Once you’ve shopped for local treasures and admired the eye-catching street art, stop by a wine bar—Mikki Refur Natural Wine Bar on Hverfisgata is chic and intimate—before settling on a restaurant for some fantastic Icelandic fare.

You’ll be spoiled for choice, with some of Iceland’s best restaurants found in downtown Reykjavik, including Dill, Ox, Sumac, Eiriksson Brasserie, and Krons.


Iconic black church in Budir


This tiny hamlet on the Snaefellsnes Peninsula in the west of Iceland was once a thriving fishing village. Today, the fishing boats have left, but this blockbuster landscape remains untouched, including Snaefellsjokull, a glacier-covered stratovolcano that looms over lava fields, coastal dunes, and hiking trails.

First stop by Budir’s melancholic black church. Built in the 19th century, it stands alone on this windswept coastline. Travelers can follow the grassy path from the church to the nearby beach, where the sand is soft and golden, adorned with black volcanic rock formations.

Brown sands of a beach in Budir

Beach in Budir

Continue the short distance on green, lichen-covered tracks from the beach to Búðaklett, a volcanic crater that flowed with lava thousands of years ago. There are a few lava caves here that visitors can enter, including Búðahellir.

Aside from the odd guest house, there are few facilities around this swathe of the Snaefellsnes Peninsula so pack all of the essentials that you’ll need for a day out.

Vatnajokull National Park

Icy landscape of Vatnajokull National Park

Vatnajokull National Park

Vatnajokull National Park is one of the best places to visit in Iceland, taking up a staggering 14 percent of the country’s landmass. Everything about Vatnajokull is super-sized. It’s home to one of the largest glaciers in Europe, big enough to be visible from space, and concealing several lively volcanoes, including Grimsvotn, one of the most active in Iceland.

This UNESCO-listed park is so vast it would take days, maybe longer, to cover all of it. Opt for a local guide and focus on a specific area or landmark. During summertime, park rangers offer complimentary guided walks across Vatnajokull to share their knowledge of this spine-tingling landscape.

Majestic landscape of Dettifoss in Iceland


You could go to Dettifoss in the north of Vatnajokull National Park. It’s the most powerful waterfall in Europe, reached in under two hours from Akureyri, with 9,500-cubic feet of water thundering down every second.

View inside Langjokull cave in Iceland


Or perhaps opt for Langjokull, the second-largest glacier in Iceland, where hiking offers wondrous sights, including jaw-dropping vivid blues from inside a man-made tunnel.

Wear comfortable hiking boots and layers up for a visit to Vatnajokull.
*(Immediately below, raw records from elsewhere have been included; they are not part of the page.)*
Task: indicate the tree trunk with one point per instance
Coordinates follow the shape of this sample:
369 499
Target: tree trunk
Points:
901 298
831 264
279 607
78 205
Water, snacks, and a camera are all essential, too.

Geysir Geothermal Area

Geysir Geothermal Area, one of the best places to visit in Iceland

Geysir Geothermal Area

Along with the Blue Lagoon and Hallgrimskirkja, Geysir Geothermal Area is one of the most recognizable places in Iceland. It’s also one of the best places to visit, with its billowing hot eruptions forcing plumes of hot steam and water into the air every few minutes.

Since the area’s Great Geysir has been mostly dormant since the early 20th century, Strokkur is the biggest draw, erupting roughly every 10 minutes with columns of boiling water spouting almost 100 feet.

Couple looking at a geysir in Iceland

Geysir Geothermal Area

The area features patches of bubbling hot sulfurous mud, warm streams, fumaroles, and hot springs, with a hot cauldron simmering below the earth’s surface.

Visit during summer, when the days are lighter and temperatures milder, and stop by the nearby Geysir Centre where there’s a shop selling cozy warm knits, and a restaurant, Glíma, serving a seasonal Icelandic menu, including excellent cod and lamb.

Summer is a fantastic time to visit Iceland, when travelers can kayak, hike, swim, and visit some of the more far-flung places in the country.